Already we are ceasing to read the classics. The Latin and Greek quotation has passed from the leading article and the debate in Parliament. The past is being rapidly immersed in the ever-widening flood of modern literature. The past and present are always at war with one another. China has produced no poetry for two thousand years. “There is already,” they say, “so immense a collection of excellent work that it would be a folly to attempt to add to it.” In China the past has stifled and killed the present. Here in the western world we are busy making an end of Greece and Rome. Will anyone be reading Virgil in the nineteen-eighties? And of Shakespeare as of Virgil.

We are always asking ourselves, “Who will be reading what in 1980?” We have always in our minds that unborn generation that we would influence and address. But either way, does it matter very much? These buildings of ours, these restaurants, and shops, and cinemas, that we are flinging up on all sides of us so recklessly, so haphazardly for purposes of convenience and display, they will speak of us far more distinctly to the men and women of the twenty-second century than these poems and plays and pictures, this music and these novels that we are producing in such profusion.

Contemporary political thought, and its resulting bills and measures and defences, will be as obsolete as is to-day the policy of Gladstone. Our points of issue in religion and morality will doubtless be the occasion for music-hall derision. But our buildings will be there; and as, to the majority of us to-day, the sense of Augustan repose and polish and formality is most easily suggested by the rectangular windows and low lines of London squares; and as the vulgarity, and the pretentiousness, solemnity, and solidity that were the worst characteristics of the Early Victorian age are forced continually on our attention by the elaborate porticos and columns, the theatricality of over-decoration that obscure for us so much that was at that time excellent and that make us exclaim contemptuously, “How typically Victorian,” so shall we too in our turn be judged.

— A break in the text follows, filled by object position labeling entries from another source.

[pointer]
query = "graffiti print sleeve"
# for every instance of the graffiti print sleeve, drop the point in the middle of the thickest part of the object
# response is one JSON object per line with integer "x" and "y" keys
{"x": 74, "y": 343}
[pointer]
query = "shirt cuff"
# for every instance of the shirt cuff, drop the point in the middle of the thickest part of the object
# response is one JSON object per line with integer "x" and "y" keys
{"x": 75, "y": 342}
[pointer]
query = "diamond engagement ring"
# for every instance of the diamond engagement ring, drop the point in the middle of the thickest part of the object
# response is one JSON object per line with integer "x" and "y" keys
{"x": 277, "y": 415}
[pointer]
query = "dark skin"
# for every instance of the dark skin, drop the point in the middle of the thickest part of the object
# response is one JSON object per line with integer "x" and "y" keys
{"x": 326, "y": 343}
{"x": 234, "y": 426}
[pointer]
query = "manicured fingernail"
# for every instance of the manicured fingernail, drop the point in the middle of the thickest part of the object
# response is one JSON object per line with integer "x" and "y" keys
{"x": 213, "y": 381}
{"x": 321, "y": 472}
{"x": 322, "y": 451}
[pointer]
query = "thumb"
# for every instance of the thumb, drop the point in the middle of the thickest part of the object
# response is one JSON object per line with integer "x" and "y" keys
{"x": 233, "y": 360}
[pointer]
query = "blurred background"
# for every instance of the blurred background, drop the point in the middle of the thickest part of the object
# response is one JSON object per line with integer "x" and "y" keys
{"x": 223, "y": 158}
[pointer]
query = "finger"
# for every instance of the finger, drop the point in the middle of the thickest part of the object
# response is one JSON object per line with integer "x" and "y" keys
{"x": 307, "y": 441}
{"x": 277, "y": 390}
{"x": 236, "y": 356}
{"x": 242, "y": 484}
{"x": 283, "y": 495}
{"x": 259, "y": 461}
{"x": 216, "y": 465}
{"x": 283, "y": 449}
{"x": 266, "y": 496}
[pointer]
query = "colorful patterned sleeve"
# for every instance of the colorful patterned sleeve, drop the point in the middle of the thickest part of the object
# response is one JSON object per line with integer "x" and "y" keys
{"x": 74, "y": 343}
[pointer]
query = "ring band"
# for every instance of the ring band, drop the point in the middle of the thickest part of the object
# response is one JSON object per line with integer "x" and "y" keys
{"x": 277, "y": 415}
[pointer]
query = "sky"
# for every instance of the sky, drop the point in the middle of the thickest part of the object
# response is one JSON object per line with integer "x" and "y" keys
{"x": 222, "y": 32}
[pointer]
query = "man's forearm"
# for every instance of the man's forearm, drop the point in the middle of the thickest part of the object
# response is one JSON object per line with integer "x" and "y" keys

As I am carried on the top deck of a bus down Oxford Street, and see at the end of that avenue of brightly decorated windows the majestic façade of Peter Robinson’s emporium, and consider how it dwarfs the circus it surveys, and when I see from the top of Regent Street, far down beyond the jagged row of roofs and chimney stacks, the lovely low-roofed curve that the demands of utility are busy condemning as a piece of unserviceable decoration, I grow a little wistful, not so much because a beautiful thing is being taken from us, but out of a distrust as to what manner of buildings will take its place. I look nervously into the future. I see a young man, his coat and waistcoat flowered with the brocade of early twenty-second century fashion, passing here in whatever means of locomotion the young blood of that period elects to honour. I see his eye resting contemptuously on this jagged mosaic of ill-assortment. “They made that mess,” he will say to his companion, “in the beginning of the twentieth century.” I am afraid that of the Georgian poets and novelists he will be as ignorant as the majority of us are to-day of the obscure contemporaries of Wordsworth; that he will find a history of our political practices as tedious and as corrupt as those of the other periods with which he has had to acquaint himself for the satisfaction of his university examiners. He will be merely interested, casually, in his spare time in the form life took in 1923 for the average man and woman, and, as he will have inherited from us the amiable quality of laziness, he will favour the short cut; he will be content to contemplate, to absorb the atmosphere of our public buildings, and I am more than a little afraid that, as he passes through Regent Street to Oxford Circus, he will shudder, as we do when we wake from a bad dream, with the shudder that becomes a smile, with the slow reassurance through familiar objects of an averted evil. And he will laugh and point to the façade of Peter Robinson’s, “Typical Twentieth Century!”